Hacía tiempo que el artista de Coria del Río no comparecía públicamente. Echábamos de menos su poderosísimo dibujo, su sabio tratamiento de la línea representativo, su delicadeza formal, su contundencia conceptual y sus modos inequívocos, personales e intransferibles. Antonio Sosa es un artista tremendamente necesario y, en esta época de auténticas carencia, donde casi todo se parece a todo, nos resulta imprescindible transitar por una realidad artística como la suya donde se hace patente el poder absoluto de un arte que se proyecta con la potencia formal y conceptual de un trabajo que no ofrece dudas, que convence, que atrapa y que hace trascender los más profundos estados de emoción.

Antonio Sosa siempre ha estado muy al margen de los esquemas espurios del Arte . También siempre ha hecho -muy bien - lo que ha querido y como lo ha querido. Ha expuesto cuando lo ha considerado oportuno, donde le ha parecido mejor para sus intereses profesionales y nunca ha estado sujeto a los absurdos planteamientos de un Arte con demasiados desajustes. Lo hemos visto en los mejores sitios y, por otro lado, ha luchado con ahínco por una profesión necesitada de artistas valientes.

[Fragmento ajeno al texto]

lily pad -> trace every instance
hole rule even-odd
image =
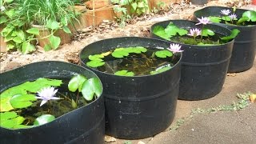
[[[158,58],[166,58],[166,57],[171,57],[173,55],[173,53],[170,50],[159,50],[155,52],[155,55]]]
[[[33,104],[37,98],[34,94],[17,94],[10,99],[10,105],[14,108],[26,108]]]
[[[26,127],[26,126],[21,126],[24,122],[25,118],[22,116],[17,114],[17,113],[12,112],[5,112],[0,113],[0,126],[15,129],[18,127]]]
[[[34,122],[34,126],[40,126],[52,122],[55,119],[54,115],[43,114],[37,118]]]
[[[86,81],[82,86],[82,94],[87,101],[91,101],[94,96],[99,97],[102,93],[102,86],[97,78],[92,78]]]
[[[75,92],[78,89],[78,90],[81,91],[82,86],[86,80],[87,78],[81,74],[72,77],[68,84],[69,90]]]

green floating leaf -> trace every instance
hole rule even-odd
[[[242,14],[242,17],[247,18],[248,22],[249,21],[256,22],[256,11],[253,11],[253,10],[246,11]]]
[[[102,58],[103,58],[104,56],[102,54],[94,54],[94,55],[89,55],[89,59],[91,61],[98,60],[98,61],[103,61]]]
[[[95,94],[99,97],[102,93],[102,86],[97,78],[92,78],[86,81],[82,86],[82,94],[87,101],[91,101]]]
[[[132,77],[134,76],[134,73],[132,71],[128,71],[126,70],[118,70],[116,71],[114,74],[114,75],[119,75],[119,76],[127,76],[127,77]]]
[[[114,58],[123,58],[129,55],[129,52],[125,50],[125,48],[118,48],[111,54]]]
[[[34,122],[34,126],[43,125],[46,123],[49,123],[54,119],[55,119],[55,117],[54,115],[43,114],[35,119],[35,121]]]
[[[129,54],[130,53],[141,54],[147,51],[147,50],[142,46],[127,47],[127,48],[124,48],[123,50],[128,52]]]
[[[171,69],[171,67],[172,66],[170,66],[170,65],[160,66],[158,69],[156,69],[154,71],[150,71],[150,74],[156,74],[162,73],[164,71],[166,71],[166,70]]]
[[[23,117],[17,115],[15,112],[0,113],[0,126],[9,129],[19,127],[25,120]]]
[[[27,33],[34,34],[34,35],[39,35],[39,30],[38,28],[31,28],[27,30],[26,30]]]
[[[87,78],[81,74],[75,75],[72,77],[68,84],[68,88],[70,91],[75,92],[78,89],[81,91],[82,84],[86,82]]]
[[[170,22],[169,25],[165,29],[165,32],[171,36],[177,35],[177,33],[180,35],[185,35],[188,33],[188,31],[185,29],[182,29],[175,26],[173,22]]]
[[[210,18],[210,22],[220,23],[222,22],[222,18],[219,17],[208,17]]]
[[[88,66],[90,67],[98,67],[98,66],[103,66],[105,64],[105,62],[102,61],[103,60],[90,61],[90,62],[86,62],[86,66]]]
[[[234,30],[232,30],[230,35],[226,36],[226,37],[222,37],[222,38],[221,38],[221,39],[222,39],[222,40],[224,40],[224,41],[230,41],[230,40],[231,40],[231,39],[235,38],[235,37],[237,37],[237,35],[238,35],[239,33],[240,33],[240,30],[238,30],[238,29],[234,29]]]
[[[14,108],[26,108],[31,106],[31,102],[36,101],[34,94],[17,94],[10,99],[10,105]]]
[[[173,53],[170,50],[164,50],[155,52],[155,55],[158,58],[166,58],[173,56]]]
[[[164,39],[166,39],[168,41],[170,40],[170,38],[171,37],[171,35],[166,34],[165,31],[165,28],[163,28],[161,26],[156,26],[153,30],[153,34],[156,34]]]
[[[214,32],[210,29],[202,30],[202,36],[208,37],[209,35],[213,36],[214,34],[215,34]]]

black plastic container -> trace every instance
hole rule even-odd
[[[1,92],[38,78],[70,78],[75,74],[98,78],[92,71],[62,62],[35,62],[0,74]],[[104,143],[103,97],[70,111],[55,120],[33,128],[10,130],[0,127],[1,144],[22,143]]]
[[[198,10],[194,13],[194,19],[197,18],[220,16],[222,10],[230,10],[232,8],[222,6],[208,6]],[[237,9],[235,14],[238,18],[241,18],[242,13],[248,10]],[[230,59],[228,72],[242,72],[249,70],[253,66],[256,54],[256,22],[251,26],[234,26],[224,23],[215,23],[230,30],[238,29],[239,34],[234,38],[232,57]]]
[[[153,34],[156,26],[166,27],[172,22],[182,28],[199,28],[195,22],[188,20],[164,21],[154,24],[150,29],[152,38],[162,38]],[[206,25],[215,33],[230,35],[230,30],[217,25]],[[225,82],[234,40],[216,46],[197,46],[181,44],[182,53],[182,76],[178,99],[202,100],[218,94]]]
[[[136,139],[153,136],[172,122],[178,94],[181,65],[179,60],[172,69],[158,74],[125,77],[91,69],[84,62],[89,55],[127,46],[169,47],[170,43],[138,37],[105,39],[86,46],[80,53],[80,61],[102,82],[106,134],[120,138]]]

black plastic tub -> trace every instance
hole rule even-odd
[[[82,66],[93,70],[102,82],[106,134],[126,139],[150,137],[166,130],[174,118],[180,59],[165,72],[134,77],[103,73],[87,67],[84,61],[90,54],[127,46],[169,47],[170,43],[138,37],[105,39],[86,46],[80,53],[80,61]]]
[[[195,11],[194,13],[194,19],[197,20],[197,18],[201,18],[202,16],[220,16],[220,11],[224,9],[232,11],[232,8],[208,6]],[[239,18],[242,17],[242,13],[247,10],[237,9],[235,14]],[[240,30],[239,34],[234,38],[228,72],[242,72],[251,68],[256,54],[256,22],[250,26],[234,26],[225,23],[215,24],[230,30],[238,29]]]
[[[70,78],[75,74],[98,78],[83,67],[62,62],[40,62],[0,74],[1,92],[38,78]],[[104,143],[103,97],[36,127],[10,130],[0,127],[0,143]]]
[[[170,22],[178,27],[197,27],[195,22],[188,20],[164,21],[151,26],[150,36],[162,39],[154,34],[153,30],[156,26],[166,27]],[[230,34],[230,30],[217,25],[206,25],[205,27],[222,35]],[[234,40],[218,46],[181,44],[184,51],[178,99],[206,99],[222,90],[231,57],[233,43]]]

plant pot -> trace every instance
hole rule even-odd
[[[0,33],[2,32],[2,29],[3,29],[2,26],[0,25]],[[4,42],[4,39],[5,38],[3,37],[2,37],[2,35],[0,34],[0,46],[1,46],[0,52],[2,52],[2,53],[5,53],[7,51],[6,50],[7,45],[6,45],[6,42]]]
[[[178,27],[199,26],[195,26],[195,22],[188,20],[160,22],[151,26],[150,37],[162,39],[153,34],[153,30],[157,26],[166,27],[170,22]],[[222,35],[230,34],[230,30],[219,26],[208,24],[205,28],[209,28],[214,33]],[[234,40],[228,43],[214,46],[181,44],[184,51],[182,60],[179,99],[206,99],[214,97],[222,90],[231,57],[233,43]]]
[[[45,45],[49,44],[50,42],[48,38],[40,39],[42,38],[46,37],[50,34],[50,31],[47,28],[43,26],[38,25],[32,25],[32,27],[39,29],[39,35],[37,35],[36,38],[38,38],[38,45],[41,47],[44,47]],[[60,45],[63,45],[65,43],[70,43],[71,38],[70,34],[65,33],[63,30],[58,30],[54,34],[54,36],[59,37],[61,38]]]
[[[231,8],[222,6],[208,6],[194,13],[194,18],[202,16],[219,16],[220,11],[224,9]],[[247,10],[237,9],[235,14],[241,18],[243,12]],[[238,29],[239,34],[235,38],[232,57],[229,66],[228,72],[242,72],[250,69],[253,66],[256,54],[256,22],[252,26],[234,26],[224,23],[215,23],[230,30]]]
[[[93,42],[81,51],[81,64],[97,74],[102,82],[106,134],[126,139],[153,136],[166,129],[174,120],[181,55],[172,69],[154,75],[118,76],[86,65],[84,60],[90,54],[126,46],[155,48],[168,47],[170,44],[158,39],[137,37],[105,39]]]
[[[110,4],[110,0],[89,0],[85,2],[88,9],[90,9],[90,10],[94,9],[93,1],[94,1],[94,9],[102,8]]]
[[[116,16],[114,10],[114,6],[109,6],[99,9],[90,10],[86,13],[82,14],[81,16],[81,19],[85,23],[86,26],[99,26],[102,20],[110,20],[114,21],[114,17]]]
[[[70,78],[75,74],[98,78],[92,71],[62,62],[40,62],[0,74],[0,90],[38,78]],[[98,143],[104,142],[104,100],[100,96],[91,103],[62,115],[44,125],[26,129],[0,127],[0,143]]]
[[[190,0],[194,5],[203,6],[208,2],[208,0]]]

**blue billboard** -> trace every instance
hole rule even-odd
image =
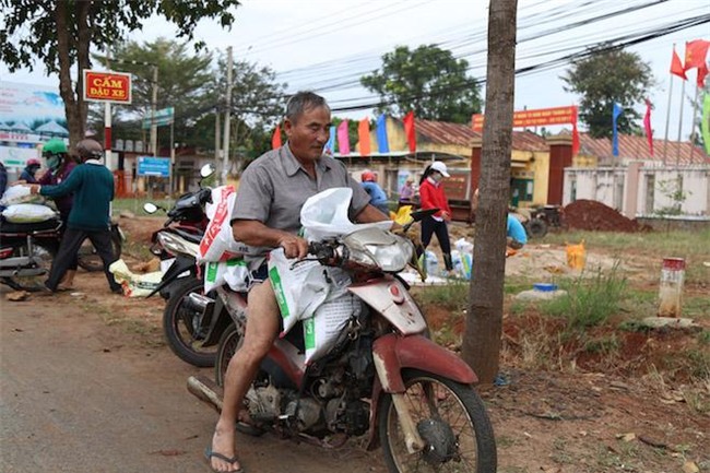
[[[137,174],[139,176],[170,177],[170,158],[138,156]]]

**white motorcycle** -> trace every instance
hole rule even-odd
[[[415,212],[413,217],[419,221],[430,213]],[[426,336],[426,320],[398,275],[413,261],[412,243],[369,227],[313,241],[309,253],[324,271],[338,268],[347,274],[341,312],[342,307],[350,310],[319,357],[307,362],[317,344],[318,309],[315,320],[298,322],[305,330],[296,324],[275,341],[245,397],[249,422],[237,428],[253,435],[275,431],[323,447],[367,436],[367,449],[381,445],[392,473],[495,473],[496,442],[473,389],[477,377],[454,353]],[[206,377],[188,380],[188,390],[217,411],[228,362],[240,348],[247,323],[244,294],[223,286],[218,297],[233,323],[220,341],[216,382]],[[322,315],[326,326],[334,320],[328,317]]]

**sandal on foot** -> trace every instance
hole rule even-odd
[[[218,453],[216,451],[212,451],[212,448],[208,447],[208,448],[204,449],[204,459],[210,464],[210,469],[212,471],[214,471],[214,472],[216,472],[217,470],[212,468],[212,458],[217,458],[217,459],[223,460],[223,461],[225,461],[225,462],[227,462],[229,464],[235,464],[235,463],[237,463],[239,461],[239,459],[236,456],[229,458],[226,454],[222,454],[222,453]],[[239,465],[239,470],[235,470],[234,472],[230,472],[230,473],[246,473],[246,472],[241,468],[241,465]]]

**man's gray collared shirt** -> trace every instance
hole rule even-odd
[[[351,220],[369,203],[369,196],[350,176],[343,163],[321,156],[316,162],[313,179],[296,161],[286,143],[264,153],[245,169],[232,218],[255,220],[270,228],[297,234],[300,229],[300,208],[306,200],[334,187],[353,189]],[[239,239],[238,235],[235,237]]]

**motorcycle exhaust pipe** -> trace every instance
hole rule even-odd
[[[222,388],[206,376],[190,376],[188,378],[188,391],[218,413],[222,412],[224,399]]]

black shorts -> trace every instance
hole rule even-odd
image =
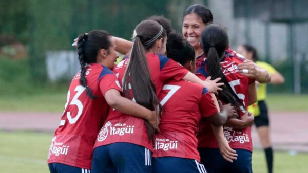
[[[260,109],[260,115],[255,117],[255,125],[257,128],[261,126],[270,126],[268,111],[265,101],[258,101],[258,106]]]

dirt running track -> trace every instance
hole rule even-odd
[[[0,130],[53,132],[61,113],[0,112]],[[275,112],[270,115],[272,140],[276,150],[308,152],[308,112]],[[252,128],[255,148],[260,148],[255,128]]]

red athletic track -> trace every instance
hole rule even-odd
[[[0,130],[53,132],[61,113],[0,112]],[[270,114],[272,140],[276,150],[308,152],[308,112],[275,112]],[[261,147],[255,128],[255,148]]]

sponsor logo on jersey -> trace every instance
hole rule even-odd
[[[236,135],[232,139],[232,142],[239,142],[240,143],[243,144],[245,142],[249,143],[250,142],[250,141],[248,135],[243,134],[242,135]]]
[[[242,132],[235,132],[233,128],[224,127],[223,134],[228,143],[230,142],[239,142],[241,144],[245,142],[250,142],[249,136],[245,133],[242,134]]]
[[[105,126],[102,128],[98,136],[98,141],[101,142],[106,139],[108,136],[108,127],[110,125],[111,125],[111,123],[110,121],[108,121],[105,124]]]
[[[49,159],[52,154],[54,154],[56,156],[59,156],[60,155],[67,155],[69,145],[64,145],[61,142],[57,142],[56,139],[56,136],[55,136],[52,138],[52,140],[51,140],[51,144],[50,144],[48,155],[47,156],[48,159]]]
[[[178,141],[172,141],[169,139],[155,139],[155,150],[162,149],[166,152],[169,149],[178,148]]]
[[[233,64],[229,67],[225,68],[222,72],[225,75],[229,73],[236,73],[238,72],[237,66]]]
[[[116,67],[116,69],[120,68],[123,66],[123,65],[125,65],[125,66],[127,66],[128,64],[128,62],[129,62],[129,59],[125,59],[123,61],[120,61]]]
[[[110,121],[108,121],[101,129],[98,136],[98,141],[99,142],[104,141],[107,138],[108,134],[110,136],[132,134],[134,128],[134,125],[129,125],[126,123],[118,123],[113,125]]]
[[[234,134],[235,134],[235,131],[233,130],[232,128],[228,127],[224,127],[223,129],[223,135],[227,141],[228,141],[228,142],[229,143],[232,140]]]

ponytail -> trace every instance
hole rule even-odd
[[[211,24],[207,26],[201,34],[201,45],[206,56],[206,68],[208,75],[213,78],[221,78],[224,85],[222,91],[218,91],[219,99],[230,103],[238,109],[245,109],[243,102],[233,91],[222,72],[220,60],[229,45],[229,38],[225,29],[219,25]]]
[[[84,34],[80,35],[78,37],[78,41],[77,42],[77,47],[78,51],[78,59],[80,64],[80,78],[79,81],[80,84],[86,88],[87,94],[90,98],[92,99],[95,99],[97,97],[93,95],[92,91],[90,88],[87,85],[87,79],[86,78],[86,63],[85,61],[85,56],[84,55],[84,45],[86,44],[86,41],[88,38],[88,36]]]
[[[129,63],[123,77],[123,93],[125,97],[132,99],[132,93],[129,92],[131,89],[136,103],[152,111],[159,110],[160,116],[162,106],[156,96],[156,89],[151,78],[145,49],[153,46],[156,40],[161,38],[163,30],[162,31],[161,26],[157,22],[148,20],[139,24],[136,31],[140,35],[137,34],[134,38]],[[165,35],[165,32],[163,34]],[[149,140],[151,140],[155,129],[147,120],[145,120],[145,122]]]
[[[220,58],[218,56],[216,49],[214,47],[211,47],[206,56],[207,68],[208,75],[211,76],[214,79],[218,77],[221,78],[222,81],[224,85],[221,86],[222,91],[218,91],[219,98],[225,103],[230,103],[237,109],[243,106],[245,109],[243,102],[239,98],[237,95],[232,90],[229,82],[223,74],[220,65]]]

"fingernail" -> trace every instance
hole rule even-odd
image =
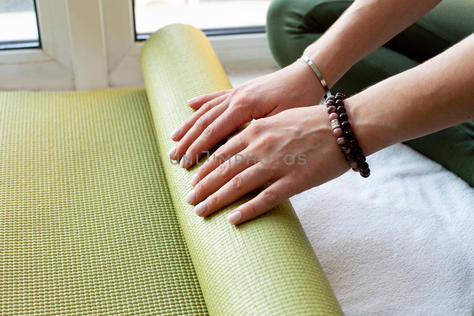
[[[194,177],[191,178],[191,186],[196,186],[198,182],[199,182],[199,177],[198,176],[197,174],[195,174]]]
[[[175,129],[174,131],[171,132],[171,138],[174,138],[176,136],[178,136],[178,135],[179,135],[179,132],[181,131],[181,129],[179,127],[178,127],[177,128]]]
[[[206,200],[194,207],[194,212],[198,215],[202,214],[206,211],[206,209],[207,209],[207,202],[206,201]]]
[[[230,224],[235,224],[241,219],[242,219],[242,213],[240,213],[240,211],[232,212],[227,216],[227,220],[229,221]]]
[[[191,204],[191,203],[194,201],[196,199],[196,191],[194,190],[191,190],[191,191],[188,195],[186,196],[186,201],[188,204]]]
[[[170,152],[168,153],[168,156],[171,158],[174,155],[174,153],[176,152],[176,146],[175,146],[170,150]]]

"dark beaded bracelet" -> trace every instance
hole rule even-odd
[[[369,164],[365,161],[365,156],[362,154],[362,149],[359,147],[358,142],[354,138],[354,132],[350,129],[349,117],[344,108],[345,99],[346,96],[340,93],[326,98],[331,126],[334,135],[337,137],[337,144],[341,146],[341,151],[352,170],[359,172],[363,178],[368,178],[370,175]]]

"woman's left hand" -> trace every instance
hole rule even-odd
[[[230,159],[224,161],[229,155]],[[291,109],[257,120],[229,139],[214,157],[199,169],[191,181],[194,189],[186,197],[200,216],[272,183],[229,213],[228,219],[234,225],[349,169],[324,106]]]

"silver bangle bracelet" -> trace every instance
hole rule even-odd
[[[303,55],[301,56],[301,59],[306,62],[308,64],[310,65],[310,67],[311,69],[313,70],[314,73],[316,74],[316,76],[318,77],[318,79],[319,80],[319,81],[321,82],[321,84],[322,85],[323,88],[324,89],[324,90],[326,92],[326,97],[329,97],[331,95],[331,92],[329,90],[329,87],[328,87],[328,84],[326,83],[326,81],[324,78],[323,78],[323,75],[321,74],[321,72],[319,71],[318,70],[316,66],[313,63],[313,62],[311,61],[311,60],[306,55]],[[323,101],[324,100],[324,101]],[[321,104],[324,104],[326,103],[326,99],[323,98],[323,99],[321,100]]]

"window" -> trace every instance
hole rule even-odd
[[[39,46],[34,0],[0,1],[0,49]]]
[[[219,36],[209,39],[228,73],[273,69],[264,33],[270,2],[0,0],[0,90],[143,85],[137,40],[176,23]]]
[[[168,24],[183,23],[208,36],[265,31],[271,0],[134,0],[137,40]]]

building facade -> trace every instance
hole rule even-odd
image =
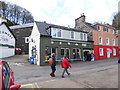
[[[1,20],[0,20],[0,58],[6,58],[15,55],[15,37],[11,32],[10,28],[6,25],[6,22],[2,22]]]
[[[75,20],[75,28],[88,31],[88,37],[94,41],[95,59],[118,56],[118,34],[108,24],[91,24],[85,21],[85,15]]]
[[[118,34],[108,25],[96,24],[93,30],[95,59],[118,56]]]
[[[20,48],[23,54],[29,52],[29,36],[32,32],[33,23],[10,26],[14,36],[16,37],[16,48]]]
[[[93,51],[93,41],[88,41],[87,32],[74,28],[35,22],[30,36],[29,58],[34,56],[37,65],[45,65],[51,53],[56,53],[56,61],[64,55],[68,59],[84,60],[84,52]]]

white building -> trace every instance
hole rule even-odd
[[[15,55],[15,37],[5,20],[0,18],[0,58]]]
[[[45,60],[56,54],[56,61],[66,55],[70,60],[83,60],[84,51],[93,49],[87,32],[46,22],[34,22],[29,40],[29,58],[34,57],[37,65],[46,65]]]

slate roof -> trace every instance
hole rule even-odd
[[[27,23],[27,24],[22,24],[22,25],[14,25],[14,26],[10,26],[10,29],[33,27],[33,24],[34,23]]]
[[[93,24],[91,24],[91,23],[88,23],[88,22],[85,22],[85,24],[86,24],[88,27],[97,30],[97,28],[96,28],[95,25],[93,25]]]
[[[46,22],[38,22],[38,21],[35,21],[37,27],[38,27],[38,30],[41,34],[41,36],[51,36],[48,34],[48,32],[46,31],[48,28],[60,28],[60,29],[65,29],[65,30],[69,30],[69,31],[78,31],[78,32],[84,32],[84,33],[88,33],[86,31],[82,31],[80,29],[75,29],[75,28],[69,28],[69,27],[65,27],[65,26],[60,26],[60,25],[54,25],[54,24],[48,24]]]

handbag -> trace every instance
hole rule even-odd
[[[53,64],[53,59],[50,58],[50,59],[48,60],[48,62],[49,62],[50,64]]]

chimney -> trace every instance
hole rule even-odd
[[[7,22],[7,20],[5,19],[5,17],[3,15],[1,15],[0,24],[2,24],[3,22]]]
[[[77,18],[75,21],[85,22],[85,15],[84,15],[84,13],[81,14],[81,16],[79,18]]]
[[[82,27],[81,26],[82,22],[85,22],[85,15],[84,15],[84,13],[81,14],[81,16],[79,18],[75,19],[75,28],[78,28],[78,29],[81,28]]]

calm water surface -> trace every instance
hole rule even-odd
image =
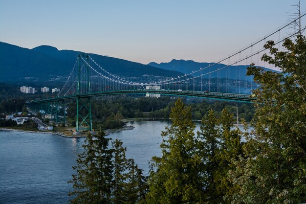
[[[148,162],[159,156],[160,133],[169,121],[129,122],[135,127],[113,133],[148,174]],[[196,130],[199,129],[198,125]],[[78,155],[83,152],[84,138],[55,135],[0,131],[0,204],[66,204]]]
[[[148,161],[160,155],[160,133],[169,121],[130,122],[133,130],[112,134],[127,147],[128,158],[148,172]],[[0,131],[0,204],[66,204],[84,138]]]

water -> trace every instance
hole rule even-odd
[[[126,156],[134,159],[148,174],[148,162],[159,156],[160,133],[169,121],[131,122],[135,127],[112,134],[127,148]],[[199,126],[196,131],[199,129]],[[84,138],[53,134],[0,131],[0,204],[66,204],[78,155],[83,151]]]
[[[169,121],[130,122],[135,128],[109,136],[121,139],[147,174],[148,161],[160,155],[160,133]],[[66,204],[72,190],[72,166],[83,152],[84,138],[0,131],[0,204]]]

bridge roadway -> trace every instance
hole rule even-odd
[[[118,95],[133,93],[152,93],[161,94],[165,95],[192,96],[200,98],[207,98],[218,100],[225,100],[227,101],[234,101],[243,102],[254,102],[256,98],[252,98],[251,95],[240,94],[237,93],[221,93],[218,92],[207,92],[194,91],[180,91],[180,90],[117,90],[110,91],[99,91],[97,92],[91,92],[88,93],[72,95],[66,96],[51,98],[47,99],[43,99],[37,101],[27,102],[29,105],[42,103],[44,102],[51,102],[56,100],[64,100],[79,98],[88,98],[90,97],[99,96],[103,95]]]

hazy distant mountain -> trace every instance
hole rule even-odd
[[[199,70],[201,68],[204,68],[211,66],[214,63],[199,63],[193,61],[192,60],[172,60],[171,62],[168,63],[161,63],[157,64],[155,62],[150,63],[148,65],[150,65],[156,68],[161,68],[164,69],[175,70],[183,72],[184,73],[189,73],[193,71],[195,71]],[[199,74],[204,74],[208,73],[203,76],[203,78],[225,78],[231,79],[240,79],[248,80],[250,81],[252,79],[251,76],[246,76],[246,68],[249,66],[241,65],[241,66],[231,66],[228,68],[220,69],[219,71],[211,73],[210,72],[213,71],[220,68],[222,68],[226,65],[222,64],[218,64],[211,66],[202,71],[195,74],[196,75]],[[266,70],[270,70],[274,71],[268,68],[265,68]]]
[[[45,81],[65,80],[70,74],[79,53],[48,45],[30,49],[0,42],[0,82]],[[99,65],[122,77],[146,76],[174,77],[181,74],[127,60],[89,54]]]

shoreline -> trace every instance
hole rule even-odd
[[[131,130],[135,128],[134,127],[132,126],[127,126],[125,125],[121,128],[118,128],[116,129],[109,129],[109,130],[105,130],[104,132],[105,133],[106,136],[109,136],[112,133],[117,133],[120,131],[126,131],[126,130]],[[9,129],[9,128],[0,128],[0,131],[14,131],[14,132],[21,132],[22,133],[41,133],[43,134],[52,134],[56,135],[57,136],[61,136],[64,137],[86,137],[87,134],[80,134],[78,135],[66,135],[62,132],[43,132],[43,131],[27,131],[27,130],[18,130],[18,129]],[[94,135],[94,134],[93,134]]]

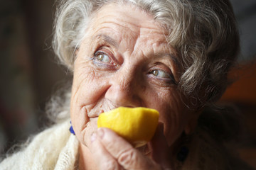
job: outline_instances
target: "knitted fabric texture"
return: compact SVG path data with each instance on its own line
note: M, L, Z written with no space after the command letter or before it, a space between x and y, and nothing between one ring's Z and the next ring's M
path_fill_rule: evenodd
M78 141L69 128L66 121L39 133L27 147L4 159L0 169L74 169Z

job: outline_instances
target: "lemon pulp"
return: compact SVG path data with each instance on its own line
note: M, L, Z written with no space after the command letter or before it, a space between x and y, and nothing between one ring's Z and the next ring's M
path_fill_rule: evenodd
M97 120L97 127L110 128L139 147L151 140L159 118L159 113L154 109L119 107L101 113Z

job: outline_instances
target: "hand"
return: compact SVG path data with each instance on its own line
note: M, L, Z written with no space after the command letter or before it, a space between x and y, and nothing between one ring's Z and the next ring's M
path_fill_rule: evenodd
M92 135L90 149L99 169L173 169L166 141L159 131L159 127L151 142L154 160L107 128L100 128Z

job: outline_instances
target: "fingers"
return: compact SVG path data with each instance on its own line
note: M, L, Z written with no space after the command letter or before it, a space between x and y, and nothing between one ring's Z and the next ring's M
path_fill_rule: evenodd
M118 164L116 159L108 153L105 147L100 142L101 134L94 133L92 135L92 144L90 151L94 156L95 162L97 164L98 169L122 169Z
M92 142L92 149L101 150L95 151L96 152L94 155L99 159L105 157L105 161L114 164L113 167L108 169L160 169L160 166L133 148L113 131L100 128L96 135L97 137Z

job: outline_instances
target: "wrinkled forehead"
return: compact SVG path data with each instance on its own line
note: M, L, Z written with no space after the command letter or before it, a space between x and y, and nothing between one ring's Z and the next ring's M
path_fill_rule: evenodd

En las últimas comparecencias el artista nos ha hecho transitar por una obra en la que el dibujo ocupaba una escena llena de entidad y clarividencia. Una realidad plástica completa donde Antonio Sosa dejaba suelta su maravillosa creatividad. Para esta ocasión, la sala que se encuentra en el sevillano barrio de Los Remedios ha proyectado una exposición exprés; esto es, una muestra de tan solo tres días en los que cuatro obras provocan un apasionado encuentro con todo el potencial creativo de un Antonio Sosa, ahora más Antonio Sosa que nunca. Toda la iconografía del artista se expande en estas obras que plantean un desarrollo representativo lleno de vigor y contundencia formal. La pequeña muestra desgrana todo el ideario estético del artista, ese que lo llevan, en una suerte de horror vacui, a llenar de elementos, mediatos e inmediatos, una escena donde se expande ese particular barroquismo que integra todo tipo de elementos. Las cuatro obras que ha conformado la muestra tiene como base estética y conceptual el organigrama escenográfico que Antonio Sosa descubre en la céntrica Capilla de San José de Sevilla. En ellas, sobre todo en Cueva 4, desarrolla un apasionante sistema compositivo donde las formas y los personajes generan una estructura representativa libre, gestual, exuberante y llena de pasión. Una especie de cabeza de Cristo centra la escena y desde ella se expande toda una ingente galería de personajes extraídos de diversas fuentes, mitologías, pueblos de culturas de la América precolonial, dibujos del cómic y toda clase de elementos que generan una retícula envolvente y apasionante. Junto a esta obra, otras donde el alambique creador de Antonio Sosa destila una realidad mágica, a contracorriente y visionaria.

Es el universo personal e intransferible de Antonio Sosa en estado puro. Un artista total, único e irrepetible, que siempre nos deja infinitamente convencidos con una obra redonda, en fondo y forma.